Raise the Red Lantern & Mosuo Women – A Meditation on Contrast

“Saturated in hothouse colors, the three-act “Lantern” is an intense dance-theater version of the multi-award-winning film by Chinese auteur Zhang Yimou (“Hero,” “House of Flying Daggers”). The stage version is as lush and fluidly cinematic as Zhang’s — which, ironically, was banned in China when it was released in 1991.” (LA Times)
Raised the Red Lantern

“Raise the Red Lantern is now a “Chinese Ballet making an American premiere this month in Berkeley and will be also at the Orange County Performing Arts Center for six performances beginning Tuesday. (The company then goes to the Kennedy Center in Washington, D.C., and the Brooklyn Academy of Music in New York.)
“Having seen and admired the film of the same name, I have to report that the ballet is entirely different and only the theme of female subjugation remains” (from past review when it showcased in England)

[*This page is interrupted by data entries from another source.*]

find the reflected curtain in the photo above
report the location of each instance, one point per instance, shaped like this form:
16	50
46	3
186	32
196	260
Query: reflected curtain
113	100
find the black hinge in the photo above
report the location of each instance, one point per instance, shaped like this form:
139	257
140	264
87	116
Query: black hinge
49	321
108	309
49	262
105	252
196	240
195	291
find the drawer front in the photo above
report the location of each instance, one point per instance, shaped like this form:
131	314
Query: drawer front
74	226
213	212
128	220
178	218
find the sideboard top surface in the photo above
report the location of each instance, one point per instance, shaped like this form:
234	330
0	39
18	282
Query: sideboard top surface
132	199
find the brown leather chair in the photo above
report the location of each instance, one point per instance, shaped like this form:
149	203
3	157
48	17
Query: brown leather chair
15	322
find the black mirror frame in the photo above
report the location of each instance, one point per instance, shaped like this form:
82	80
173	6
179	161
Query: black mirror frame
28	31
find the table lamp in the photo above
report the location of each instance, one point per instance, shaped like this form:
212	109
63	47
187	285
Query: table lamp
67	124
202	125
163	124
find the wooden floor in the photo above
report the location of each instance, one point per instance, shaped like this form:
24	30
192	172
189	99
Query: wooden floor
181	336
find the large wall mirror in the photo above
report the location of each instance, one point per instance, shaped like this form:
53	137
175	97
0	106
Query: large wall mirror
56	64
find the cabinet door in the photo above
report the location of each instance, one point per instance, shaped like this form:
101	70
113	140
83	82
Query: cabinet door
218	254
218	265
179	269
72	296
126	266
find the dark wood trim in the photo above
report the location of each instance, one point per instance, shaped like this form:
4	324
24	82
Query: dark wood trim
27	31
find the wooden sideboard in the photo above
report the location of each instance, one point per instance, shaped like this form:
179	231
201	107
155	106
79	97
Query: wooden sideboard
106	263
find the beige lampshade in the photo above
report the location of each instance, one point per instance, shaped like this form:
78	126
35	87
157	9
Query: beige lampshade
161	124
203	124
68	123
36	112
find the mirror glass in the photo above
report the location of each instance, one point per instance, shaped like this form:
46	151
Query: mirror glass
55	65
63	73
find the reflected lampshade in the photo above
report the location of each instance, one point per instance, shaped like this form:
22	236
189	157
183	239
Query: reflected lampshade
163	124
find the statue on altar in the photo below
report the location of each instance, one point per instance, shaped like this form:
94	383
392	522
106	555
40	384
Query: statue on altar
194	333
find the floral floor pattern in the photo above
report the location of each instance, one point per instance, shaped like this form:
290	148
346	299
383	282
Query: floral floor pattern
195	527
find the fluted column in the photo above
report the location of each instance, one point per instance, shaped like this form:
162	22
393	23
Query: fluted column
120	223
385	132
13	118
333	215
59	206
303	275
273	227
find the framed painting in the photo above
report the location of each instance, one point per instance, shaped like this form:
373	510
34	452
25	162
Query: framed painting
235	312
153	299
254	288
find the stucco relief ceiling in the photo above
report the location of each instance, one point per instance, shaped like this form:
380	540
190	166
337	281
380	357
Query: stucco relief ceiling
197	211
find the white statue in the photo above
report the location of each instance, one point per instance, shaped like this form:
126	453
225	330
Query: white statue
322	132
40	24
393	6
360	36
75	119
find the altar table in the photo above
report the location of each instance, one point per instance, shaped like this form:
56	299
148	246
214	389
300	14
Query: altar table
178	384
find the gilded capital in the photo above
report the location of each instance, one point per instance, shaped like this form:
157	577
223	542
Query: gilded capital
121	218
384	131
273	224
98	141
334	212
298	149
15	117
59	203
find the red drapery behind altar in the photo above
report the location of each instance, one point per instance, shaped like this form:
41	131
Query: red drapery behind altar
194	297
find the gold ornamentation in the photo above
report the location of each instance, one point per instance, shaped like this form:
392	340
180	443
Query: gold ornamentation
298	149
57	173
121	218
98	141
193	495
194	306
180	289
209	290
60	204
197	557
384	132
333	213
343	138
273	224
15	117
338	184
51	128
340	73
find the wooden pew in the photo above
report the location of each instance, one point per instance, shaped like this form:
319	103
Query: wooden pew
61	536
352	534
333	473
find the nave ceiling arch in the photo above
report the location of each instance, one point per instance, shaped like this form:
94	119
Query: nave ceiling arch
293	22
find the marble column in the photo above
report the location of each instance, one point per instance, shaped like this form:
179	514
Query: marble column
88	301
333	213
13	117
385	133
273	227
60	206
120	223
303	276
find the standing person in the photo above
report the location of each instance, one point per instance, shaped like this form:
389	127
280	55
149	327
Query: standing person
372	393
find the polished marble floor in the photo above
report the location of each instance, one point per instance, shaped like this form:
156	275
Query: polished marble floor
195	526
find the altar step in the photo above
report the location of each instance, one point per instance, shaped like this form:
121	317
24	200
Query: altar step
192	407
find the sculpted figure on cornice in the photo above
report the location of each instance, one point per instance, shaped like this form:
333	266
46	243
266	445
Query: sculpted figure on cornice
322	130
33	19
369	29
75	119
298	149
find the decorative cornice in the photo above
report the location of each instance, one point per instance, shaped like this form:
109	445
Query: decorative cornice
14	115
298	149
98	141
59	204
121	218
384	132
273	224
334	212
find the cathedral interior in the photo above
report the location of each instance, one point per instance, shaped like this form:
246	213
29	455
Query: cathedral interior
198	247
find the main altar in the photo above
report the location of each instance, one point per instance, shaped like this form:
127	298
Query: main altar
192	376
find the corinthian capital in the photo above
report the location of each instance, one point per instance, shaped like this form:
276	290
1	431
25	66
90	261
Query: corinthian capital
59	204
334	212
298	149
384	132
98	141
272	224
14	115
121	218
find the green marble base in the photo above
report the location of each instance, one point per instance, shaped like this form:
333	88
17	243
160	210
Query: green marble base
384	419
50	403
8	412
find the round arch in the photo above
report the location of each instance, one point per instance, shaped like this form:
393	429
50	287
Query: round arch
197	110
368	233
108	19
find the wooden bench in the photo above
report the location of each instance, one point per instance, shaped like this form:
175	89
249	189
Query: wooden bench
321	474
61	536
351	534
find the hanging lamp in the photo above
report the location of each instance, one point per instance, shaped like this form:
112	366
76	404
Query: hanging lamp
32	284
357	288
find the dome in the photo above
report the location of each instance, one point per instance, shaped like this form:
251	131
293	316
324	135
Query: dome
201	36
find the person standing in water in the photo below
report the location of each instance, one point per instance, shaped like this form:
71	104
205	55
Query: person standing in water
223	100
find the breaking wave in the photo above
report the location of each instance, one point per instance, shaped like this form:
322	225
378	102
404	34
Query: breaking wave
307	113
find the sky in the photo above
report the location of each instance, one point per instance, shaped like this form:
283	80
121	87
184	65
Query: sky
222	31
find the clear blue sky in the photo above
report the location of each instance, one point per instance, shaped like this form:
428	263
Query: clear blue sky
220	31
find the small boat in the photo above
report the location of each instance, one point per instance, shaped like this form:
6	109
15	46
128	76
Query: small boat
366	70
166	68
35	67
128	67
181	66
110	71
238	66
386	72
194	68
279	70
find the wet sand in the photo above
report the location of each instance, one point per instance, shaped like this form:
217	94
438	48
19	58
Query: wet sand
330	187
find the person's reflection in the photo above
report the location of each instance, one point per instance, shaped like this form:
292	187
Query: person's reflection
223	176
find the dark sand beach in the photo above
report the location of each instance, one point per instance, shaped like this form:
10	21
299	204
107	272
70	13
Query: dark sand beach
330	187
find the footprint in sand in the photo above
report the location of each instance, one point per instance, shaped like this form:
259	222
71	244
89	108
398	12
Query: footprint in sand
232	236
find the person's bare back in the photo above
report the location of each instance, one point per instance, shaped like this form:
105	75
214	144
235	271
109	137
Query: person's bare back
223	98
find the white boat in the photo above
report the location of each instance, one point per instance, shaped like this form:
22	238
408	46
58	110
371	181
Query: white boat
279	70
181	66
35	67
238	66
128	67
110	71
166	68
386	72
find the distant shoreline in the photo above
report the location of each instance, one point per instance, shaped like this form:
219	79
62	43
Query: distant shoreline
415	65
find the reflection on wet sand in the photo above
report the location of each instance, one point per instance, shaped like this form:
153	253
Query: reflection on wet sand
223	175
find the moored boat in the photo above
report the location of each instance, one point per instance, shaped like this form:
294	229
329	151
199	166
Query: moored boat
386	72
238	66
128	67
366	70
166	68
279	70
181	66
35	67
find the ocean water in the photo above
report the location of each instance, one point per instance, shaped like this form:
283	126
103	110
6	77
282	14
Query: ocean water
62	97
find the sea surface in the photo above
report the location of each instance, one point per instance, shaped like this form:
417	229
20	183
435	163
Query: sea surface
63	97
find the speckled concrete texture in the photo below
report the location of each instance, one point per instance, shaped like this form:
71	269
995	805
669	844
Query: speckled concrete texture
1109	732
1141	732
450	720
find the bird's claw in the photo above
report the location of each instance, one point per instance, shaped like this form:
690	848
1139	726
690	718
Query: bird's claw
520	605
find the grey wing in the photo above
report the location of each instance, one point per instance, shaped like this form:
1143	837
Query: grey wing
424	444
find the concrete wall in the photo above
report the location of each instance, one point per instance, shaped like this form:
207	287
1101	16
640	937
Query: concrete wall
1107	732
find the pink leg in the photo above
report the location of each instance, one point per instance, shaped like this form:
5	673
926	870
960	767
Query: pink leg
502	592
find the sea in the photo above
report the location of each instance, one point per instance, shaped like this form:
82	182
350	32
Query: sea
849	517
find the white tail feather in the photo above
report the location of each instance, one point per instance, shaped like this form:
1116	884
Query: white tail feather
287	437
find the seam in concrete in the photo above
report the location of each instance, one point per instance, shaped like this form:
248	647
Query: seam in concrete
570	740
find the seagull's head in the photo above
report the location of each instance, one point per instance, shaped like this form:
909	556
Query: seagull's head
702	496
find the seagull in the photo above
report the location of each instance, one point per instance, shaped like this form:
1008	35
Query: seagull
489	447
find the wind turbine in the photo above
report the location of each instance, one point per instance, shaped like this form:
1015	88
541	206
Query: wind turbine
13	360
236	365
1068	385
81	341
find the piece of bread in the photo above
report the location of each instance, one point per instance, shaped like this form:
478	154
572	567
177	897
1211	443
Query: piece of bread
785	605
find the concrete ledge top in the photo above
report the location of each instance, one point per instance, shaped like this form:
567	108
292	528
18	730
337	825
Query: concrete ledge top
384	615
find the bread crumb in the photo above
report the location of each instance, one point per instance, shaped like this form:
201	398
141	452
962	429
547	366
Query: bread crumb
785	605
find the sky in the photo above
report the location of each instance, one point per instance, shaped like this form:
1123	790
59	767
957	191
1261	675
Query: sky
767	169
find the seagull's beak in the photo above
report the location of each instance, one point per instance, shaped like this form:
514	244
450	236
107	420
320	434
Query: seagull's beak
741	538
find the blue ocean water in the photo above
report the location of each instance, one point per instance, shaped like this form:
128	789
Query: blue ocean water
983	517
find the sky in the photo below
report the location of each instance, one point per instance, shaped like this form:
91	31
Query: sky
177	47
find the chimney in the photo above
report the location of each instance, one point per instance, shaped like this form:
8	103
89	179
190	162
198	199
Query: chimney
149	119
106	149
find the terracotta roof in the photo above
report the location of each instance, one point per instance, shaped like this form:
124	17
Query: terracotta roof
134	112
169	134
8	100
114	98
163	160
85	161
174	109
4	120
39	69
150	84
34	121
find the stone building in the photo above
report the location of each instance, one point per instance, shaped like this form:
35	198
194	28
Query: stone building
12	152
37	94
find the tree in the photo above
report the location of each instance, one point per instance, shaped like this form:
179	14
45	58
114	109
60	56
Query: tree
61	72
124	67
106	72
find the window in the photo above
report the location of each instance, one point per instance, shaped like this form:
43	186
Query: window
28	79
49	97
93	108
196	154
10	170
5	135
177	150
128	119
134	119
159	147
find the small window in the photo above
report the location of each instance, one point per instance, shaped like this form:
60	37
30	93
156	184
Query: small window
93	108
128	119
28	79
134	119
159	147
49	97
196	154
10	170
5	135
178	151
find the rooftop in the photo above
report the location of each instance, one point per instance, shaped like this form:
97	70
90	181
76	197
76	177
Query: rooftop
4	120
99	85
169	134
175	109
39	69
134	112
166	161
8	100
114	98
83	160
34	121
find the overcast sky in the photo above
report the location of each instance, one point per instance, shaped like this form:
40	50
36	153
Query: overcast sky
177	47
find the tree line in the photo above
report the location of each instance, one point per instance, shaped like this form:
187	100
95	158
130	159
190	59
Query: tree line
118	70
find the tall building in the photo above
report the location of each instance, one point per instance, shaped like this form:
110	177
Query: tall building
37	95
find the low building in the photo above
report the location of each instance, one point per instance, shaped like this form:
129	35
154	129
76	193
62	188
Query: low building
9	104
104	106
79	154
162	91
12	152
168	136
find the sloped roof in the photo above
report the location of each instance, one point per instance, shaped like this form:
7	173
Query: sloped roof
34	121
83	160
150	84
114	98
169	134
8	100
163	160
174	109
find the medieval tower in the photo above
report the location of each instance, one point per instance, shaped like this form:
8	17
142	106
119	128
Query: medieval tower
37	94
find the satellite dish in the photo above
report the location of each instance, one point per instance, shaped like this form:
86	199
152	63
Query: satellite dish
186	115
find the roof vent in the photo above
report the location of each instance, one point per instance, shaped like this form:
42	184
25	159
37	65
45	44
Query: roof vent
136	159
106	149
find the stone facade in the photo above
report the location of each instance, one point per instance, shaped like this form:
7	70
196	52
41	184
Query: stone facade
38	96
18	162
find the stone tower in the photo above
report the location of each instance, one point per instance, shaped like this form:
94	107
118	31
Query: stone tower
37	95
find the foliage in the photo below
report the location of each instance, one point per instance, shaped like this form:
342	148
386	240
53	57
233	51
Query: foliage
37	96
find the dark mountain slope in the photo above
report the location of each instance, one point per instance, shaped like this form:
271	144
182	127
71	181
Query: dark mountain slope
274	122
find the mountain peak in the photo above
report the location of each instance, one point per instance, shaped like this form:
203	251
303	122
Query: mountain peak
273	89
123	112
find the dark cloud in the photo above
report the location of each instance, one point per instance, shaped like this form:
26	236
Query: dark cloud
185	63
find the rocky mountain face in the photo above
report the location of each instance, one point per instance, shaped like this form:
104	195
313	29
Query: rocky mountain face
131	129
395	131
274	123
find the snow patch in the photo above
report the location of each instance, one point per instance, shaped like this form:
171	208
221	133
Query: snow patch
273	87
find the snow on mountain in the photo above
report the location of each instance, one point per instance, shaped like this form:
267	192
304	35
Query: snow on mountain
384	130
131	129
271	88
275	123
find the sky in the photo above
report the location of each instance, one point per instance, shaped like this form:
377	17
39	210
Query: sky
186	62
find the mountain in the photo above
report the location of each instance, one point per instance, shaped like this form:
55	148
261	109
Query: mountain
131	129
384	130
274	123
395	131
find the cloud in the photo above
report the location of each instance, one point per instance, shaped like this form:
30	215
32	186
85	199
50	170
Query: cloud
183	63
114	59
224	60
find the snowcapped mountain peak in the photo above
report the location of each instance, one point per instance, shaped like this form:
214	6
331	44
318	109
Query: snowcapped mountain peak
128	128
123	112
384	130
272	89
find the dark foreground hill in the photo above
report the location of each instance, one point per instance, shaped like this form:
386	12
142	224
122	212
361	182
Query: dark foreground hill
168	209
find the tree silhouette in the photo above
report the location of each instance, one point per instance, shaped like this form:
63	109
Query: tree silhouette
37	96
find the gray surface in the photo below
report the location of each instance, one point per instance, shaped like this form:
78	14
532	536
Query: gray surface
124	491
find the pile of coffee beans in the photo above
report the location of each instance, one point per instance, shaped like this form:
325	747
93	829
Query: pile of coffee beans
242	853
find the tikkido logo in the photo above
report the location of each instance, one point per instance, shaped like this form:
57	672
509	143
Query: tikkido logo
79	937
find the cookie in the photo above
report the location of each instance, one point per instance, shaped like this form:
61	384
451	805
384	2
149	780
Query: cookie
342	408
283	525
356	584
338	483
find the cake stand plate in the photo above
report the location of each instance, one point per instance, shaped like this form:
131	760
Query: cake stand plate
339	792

A few days ago BBC had this curious article about Mosuo Women in China – it says ” The Chinese region with women in charge
Matriarch

The two images from BBC.

Now read Mr. Zhang Jia in a comment to the blog Peking Duck referring to this same article.
“A huge fuss is made of the supposedly “matriarchal” Mosuo who live around Lugu Lake. The Mosuo were just one of a whole patchwork of local ethnic groups who had adapted in different ways to their environment. They mingled with Tibetans who practised polyandry [several brothers, one wife] and Han Chinese who still practise polygamy with their Da Laopo and Xiao Laopo. The Mosuo were a lot more than just a matriarchal society: to label them as some unique sexual social group is to misrepresent them as freaks. Unfortunately, they have attracted the attention of prurient tour group visitors who come thinking that they will be able to partake of casual sex in the name of a “walking marriage”.
If you want to read more about the traditional mix of Mongols, Mosuo, Pumi, Naxi and Tibetans in this area, try:
In the Footsteps of Joseph Rock

Edge on Dan Sperber talking about Anthropology.
“Anthropologists started studying themselves and trying to reflect on their own situation. It was a kind of reflective anthropology, which had a number of interesting aspects. I certainly don’t think it was useless although it became a bit obsessive. Parallel to these developments, were the post-structuralist and then post-modernist movements in the humanities and the social sciences, the development of “cultural studies,” and many anthropologists felt at ease in these movements. This produced a new kind of discourse, taking the study of other cultures as much as a pretext as a subject matter to be investigated in a standard scholarly manner. Again, some of the products of this appraoch are of genuine interest, but on the whole more harm has been done than good.”